Friday, September 8, 2017

California Cheap Skates Summer 2010.









What a difference sixteen years makes.

In the time since the early 1990s, CCS catalogs ballooned in size from around thirty pages all the way up to ninety pages. You sure got a lot more clothing and shoe options as the industry had grown substantially. The internet was starting to render print catalogs a moot point, but they were trying really hard.

I'm usually never one to say a given era of skateboarding was better than another and I avoid the trap that nostalgia can be. Each time period has its pluses and minuses. 1994 was not wholly better or worse than 2010 for example. They were just different. That being said, all I can say is "YIKES!" about a whole lot of the board graphics in this catalog.

The truck choices expanded with lots more colors and even signature model trucks with custom colorways. It looks like a lot of people were riding thinner boards in 2010 because trucks come mostly in two sizes: 7.75" or 8". I didn't recall boards still being smaller back then.

In terms of wheels, sizes had evened out in the low to mid 50s. Spitfire, Bones, and Ricta were dominating the selection. The plastic core trend was still there, which never made sense to me. I was riding whatever Spitfires that were 56 mm and white.

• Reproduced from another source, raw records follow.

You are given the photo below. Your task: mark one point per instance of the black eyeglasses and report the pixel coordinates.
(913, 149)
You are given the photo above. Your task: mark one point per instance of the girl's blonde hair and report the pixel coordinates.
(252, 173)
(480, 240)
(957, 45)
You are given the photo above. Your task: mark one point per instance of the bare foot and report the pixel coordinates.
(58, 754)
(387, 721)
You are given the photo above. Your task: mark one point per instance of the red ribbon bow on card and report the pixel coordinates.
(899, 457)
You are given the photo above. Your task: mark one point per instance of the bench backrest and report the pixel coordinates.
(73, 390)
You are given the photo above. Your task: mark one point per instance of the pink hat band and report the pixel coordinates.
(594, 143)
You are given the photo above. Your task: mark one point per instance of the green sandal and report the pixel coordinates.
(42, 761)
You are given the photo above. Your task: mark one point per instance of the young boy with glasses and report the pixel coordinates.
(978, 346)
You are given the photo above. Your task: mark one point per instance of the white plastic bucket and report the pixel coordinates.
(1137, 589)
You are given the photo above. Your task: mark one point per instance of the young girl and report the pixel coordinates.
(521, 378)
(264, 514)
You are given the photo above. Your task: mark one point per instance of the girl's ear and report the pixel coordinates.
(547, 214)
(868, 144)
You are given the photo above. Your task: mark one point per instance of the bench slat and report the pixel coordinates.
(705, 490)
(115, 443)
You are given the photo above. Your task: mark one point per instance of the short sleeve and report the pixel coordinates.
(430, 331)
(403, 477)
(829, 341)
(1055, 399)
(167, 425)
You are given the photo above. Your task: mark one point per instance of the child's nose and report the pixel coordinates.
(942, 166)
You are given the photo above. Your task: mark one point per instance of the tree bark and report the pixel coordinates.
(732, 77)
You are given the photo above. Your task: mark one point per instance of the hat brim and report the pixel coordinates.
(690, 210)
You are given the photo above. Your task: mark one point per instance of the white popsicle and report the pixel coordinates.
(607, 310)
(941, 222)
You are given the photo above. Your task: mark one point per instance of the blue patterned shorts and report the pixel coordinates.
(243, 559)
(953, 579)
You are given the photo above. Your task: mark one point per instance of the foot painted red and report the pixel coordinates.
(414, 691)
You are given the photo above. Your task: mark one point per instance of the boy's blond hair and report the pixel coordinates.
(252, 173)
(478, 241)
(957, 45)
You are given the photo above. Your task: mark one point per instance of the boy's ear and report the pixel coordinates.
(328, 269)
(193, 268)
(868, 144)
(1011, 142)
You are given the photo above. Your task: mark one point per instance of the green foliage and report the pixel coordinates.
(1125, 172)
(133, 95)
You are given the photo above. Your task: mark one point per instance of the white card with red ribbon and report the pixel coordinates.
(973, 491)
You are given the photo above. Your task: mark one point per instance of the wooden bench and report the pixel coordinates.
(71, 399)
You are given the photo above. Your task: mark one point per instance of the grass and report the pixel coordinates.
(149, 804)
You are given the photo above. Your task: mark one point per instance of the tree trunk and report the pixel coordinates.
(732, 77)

Or basically the same type of wheels I've been using for the last fifteen years or so. It's odd to consider how much rapidly skateboarding changed over a few years in the early 1990s versus how I've been riding the same shape boards from the same company for three years now. The more things change, the more they stay the same.

There will be something for next week. I don't really know what yet. Maybe Bueno.

The Brian Anderson photo credited to a CMRO. No idea who that is. The Muska?